In Federacion de Maestros de Puerto Rico, Inc. v. Financial Oversight and Management Board for Puerto Rico, et al., the plaintiffs said the announcement of the change caused a “mass exodus of public school teachers” and “contributed to the hardships of Puerto Rico’s public education system.”
Of the 30,000 public school teachers affected by the move, 2,800 submitted applications for retirement before the change was implemented, the plaintiffs said. By contrast, in the prior year, there were about 1,000 fewer retirement applications.
The teachers lost their case in the lower court.
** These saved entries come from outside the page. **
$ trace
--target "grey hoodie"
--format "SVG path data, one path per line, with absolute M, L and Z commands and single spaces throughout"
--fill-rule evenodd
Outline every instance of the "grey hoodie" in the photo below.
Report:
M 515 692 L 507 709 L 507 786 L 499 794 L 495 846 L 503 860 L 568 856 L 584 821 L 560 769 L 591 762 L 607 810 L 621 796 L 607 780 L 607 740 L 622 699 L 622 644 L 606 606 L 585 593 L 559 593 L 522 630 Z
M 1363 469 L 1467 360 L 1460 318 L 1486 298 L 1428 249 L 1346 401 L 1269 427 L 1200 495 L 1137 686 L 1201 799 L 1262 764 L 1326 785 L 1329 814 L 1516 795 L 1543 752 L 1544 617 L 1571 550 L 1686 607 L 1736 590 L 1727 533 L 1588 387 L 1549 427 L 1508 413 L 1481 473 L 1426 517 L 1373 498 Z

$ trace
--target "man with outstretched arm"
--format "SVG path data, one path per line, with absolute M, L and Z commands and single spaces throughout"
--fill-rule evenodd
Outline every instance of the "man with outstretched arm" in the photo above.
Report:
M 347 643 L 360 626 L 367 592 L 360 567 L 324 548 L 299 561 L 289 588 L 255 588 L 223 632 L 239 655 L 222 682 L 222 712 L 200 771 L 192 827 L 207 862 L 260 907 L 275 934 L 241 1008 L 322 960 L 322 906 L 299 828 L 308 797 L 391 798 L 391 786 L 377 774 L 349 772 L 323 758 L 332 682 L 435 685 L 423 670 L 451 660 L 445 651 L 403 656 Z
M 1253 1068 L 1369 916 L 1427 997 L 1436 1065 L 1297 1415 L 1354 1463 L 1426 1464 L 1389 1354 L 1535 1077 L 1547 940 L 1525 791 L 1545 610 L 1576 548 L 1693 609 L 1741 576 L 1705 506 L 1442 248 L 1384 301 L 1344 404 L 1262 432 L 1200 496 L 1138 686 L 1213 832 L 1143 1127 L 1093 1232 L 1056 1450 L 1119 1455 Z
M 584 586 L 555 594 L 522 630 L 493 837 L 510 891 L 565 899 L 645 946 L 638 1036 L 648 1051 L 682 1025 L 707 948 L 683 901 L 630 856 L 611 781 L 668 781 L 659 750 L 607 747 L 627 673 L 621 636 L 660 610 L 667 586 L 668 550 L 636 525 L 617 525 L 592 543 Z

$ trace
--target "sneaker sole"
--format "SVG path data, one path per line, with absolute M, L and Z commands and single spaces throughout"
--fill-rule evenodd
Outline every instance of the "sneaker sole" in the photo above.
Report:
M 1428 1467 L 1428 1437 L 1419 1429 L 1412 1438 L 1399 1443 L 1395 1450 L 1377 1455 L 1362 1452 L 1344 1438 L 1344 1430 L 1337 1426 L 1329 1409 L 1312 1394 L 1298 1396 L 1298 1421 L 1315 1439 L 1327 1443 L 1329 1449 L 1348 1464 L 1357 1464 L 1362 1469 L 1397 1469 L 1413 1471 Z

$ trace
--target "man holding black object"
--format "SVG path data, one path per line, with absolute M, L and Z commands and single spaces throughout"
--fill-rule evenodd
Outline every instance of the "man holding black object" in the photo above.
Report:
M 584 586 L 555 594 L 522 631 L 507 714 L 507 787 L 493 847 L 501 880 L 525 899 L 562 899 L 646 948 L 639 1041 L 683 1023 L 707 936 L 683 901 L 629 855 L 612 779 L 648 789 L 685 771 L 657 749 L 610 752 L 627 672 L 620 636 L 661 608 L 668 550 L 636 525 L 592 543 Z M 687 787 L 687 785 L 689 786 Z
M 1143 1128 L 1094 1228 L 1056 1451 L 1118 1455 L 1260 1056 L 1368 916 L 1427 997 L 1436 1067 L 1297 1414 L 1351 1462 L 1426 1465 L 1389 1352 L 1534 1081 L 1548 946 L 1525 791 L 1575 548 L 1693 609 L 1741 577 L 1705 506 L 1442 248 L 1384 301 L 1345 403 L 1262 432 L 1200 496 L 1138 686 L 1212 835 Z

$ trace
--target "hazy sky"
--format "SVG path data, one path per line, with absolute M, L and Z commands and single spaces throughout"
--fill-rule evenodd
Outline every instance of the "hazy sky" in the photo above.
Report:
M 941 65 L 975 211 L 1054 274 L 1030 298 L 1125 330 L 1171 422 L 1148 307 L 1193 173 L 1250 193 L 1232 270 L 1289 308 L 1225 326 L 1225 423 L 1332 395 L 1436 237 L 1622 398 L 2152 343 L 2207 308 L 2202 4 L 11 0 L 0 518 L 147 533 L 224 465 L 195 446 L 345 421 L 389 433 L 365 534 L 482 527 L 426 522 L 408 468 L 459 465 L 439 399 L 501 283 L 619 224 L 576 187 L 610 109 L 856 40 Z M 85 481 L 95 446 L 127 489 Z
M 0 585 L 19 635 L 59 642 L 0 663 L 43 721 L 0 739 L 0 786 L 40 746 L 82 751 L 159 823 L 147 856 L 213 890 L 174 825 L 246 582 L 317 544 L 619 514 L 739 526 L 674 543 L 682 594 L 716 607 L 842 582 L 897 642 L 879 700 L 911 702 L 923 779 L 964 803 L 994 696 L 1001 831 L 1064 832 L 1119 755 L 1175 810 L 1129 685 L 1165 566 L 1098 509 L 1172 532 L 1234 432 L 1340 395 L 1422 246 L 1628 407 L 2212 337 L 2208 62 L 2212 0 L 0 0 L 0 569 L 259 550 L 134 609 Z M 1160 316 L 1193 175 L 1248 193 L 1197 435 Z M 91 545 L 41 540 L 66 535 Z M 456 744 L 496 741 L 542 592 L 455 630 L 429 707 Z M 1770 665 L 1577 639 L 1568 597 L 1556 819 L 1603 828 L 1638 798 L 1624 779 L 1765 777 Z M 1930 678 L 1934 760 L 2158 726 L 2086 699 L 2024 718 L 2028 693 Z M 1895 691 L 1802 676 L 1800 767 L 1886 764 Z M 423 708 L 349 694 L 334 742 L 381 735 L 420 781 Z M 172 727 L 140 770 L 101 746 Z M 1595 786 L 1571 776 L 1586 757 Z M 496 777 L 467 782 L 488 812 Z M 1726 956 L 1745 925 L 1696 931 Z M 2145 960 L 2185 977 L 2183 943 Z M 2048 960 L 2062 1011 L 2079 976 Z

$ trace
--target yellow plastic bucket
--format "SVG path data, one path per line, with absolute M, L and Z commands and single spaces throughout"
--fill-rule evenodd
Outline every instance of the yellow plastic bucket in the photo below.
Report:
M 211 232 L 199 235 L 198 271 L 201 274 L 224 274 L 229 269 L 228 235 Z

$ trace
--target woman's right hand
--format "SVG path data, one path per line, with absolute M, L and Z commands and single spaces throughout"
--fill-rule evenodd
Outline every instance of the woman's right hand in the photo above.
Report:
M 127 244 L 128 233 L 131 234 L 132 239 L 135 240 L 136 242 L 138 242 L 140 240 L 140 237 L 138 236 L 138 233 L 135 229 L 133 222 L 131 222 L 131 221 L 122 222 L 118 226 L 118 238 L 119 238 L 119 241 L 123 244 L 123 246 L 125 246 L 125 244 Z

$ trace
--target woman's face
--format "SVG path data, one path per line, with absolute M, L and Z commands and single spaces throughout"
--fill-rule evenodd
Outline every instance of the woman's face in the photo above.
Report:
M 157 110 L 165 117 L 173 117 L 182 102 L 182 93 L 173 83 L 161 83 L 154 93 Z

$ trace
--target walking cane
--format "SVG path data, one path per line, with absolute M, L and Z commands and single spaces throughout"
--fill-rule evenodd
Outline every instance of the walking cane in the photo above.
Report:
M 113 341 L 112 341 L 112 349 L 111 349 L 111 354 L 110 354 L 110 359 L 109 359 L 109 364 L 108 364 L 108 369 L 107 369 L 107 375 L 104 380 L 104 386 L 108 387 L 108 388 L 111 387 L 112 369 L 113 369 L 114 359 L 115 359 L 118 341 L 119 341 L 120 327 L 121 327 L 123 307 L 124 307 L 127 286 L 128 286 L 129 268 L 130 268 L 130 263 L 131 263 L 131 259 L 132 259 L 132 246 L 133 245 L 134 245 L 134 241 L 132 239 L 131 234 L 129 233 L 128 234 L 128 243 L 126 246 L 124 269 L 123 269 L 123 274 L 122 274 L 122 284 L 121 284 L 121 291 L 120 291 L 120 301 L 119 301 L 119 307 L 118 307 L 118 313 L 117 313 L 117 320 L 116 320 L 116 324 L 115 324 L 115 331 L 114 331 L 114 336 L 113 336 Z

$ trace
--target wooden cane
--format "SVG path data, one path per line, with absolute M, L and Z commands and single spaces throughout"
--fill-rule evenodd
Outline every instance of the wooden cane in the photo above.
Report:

In April, the U.S. Court of Appeals for the First Circuit ruled that the PROMESA board has the power to preempt and amend laws.
“This conclusion was only possible because it was based pursuant to the morally repugnant doctrine of the Insular Cases,” the plaintiffs said in their bid to get the U.S. Supreme Court to review the case.
In August, they filed a petition for a Writ of Certiorari with the Supreme Court, asking the Court to hear their case in the context of reviewing the Insular Cases.
The defendants, the PROMESA board, opposed the petition, saying the Insular Cases are “irrelevant to this case.” All that actually happened, they said, is that the board substituted a more affordable retirement plan for teachers going forward.
While the plaintiffs pointed to references to the Insular Cases in their earlier filings, the defendants said the plaintiffs hadn’t made them a part of their actual arguments.
Invoking the Insular Cases now, the defendants said, “is a desperate attempt to deceive the Court into thinking the issues at stake are more important than they are.”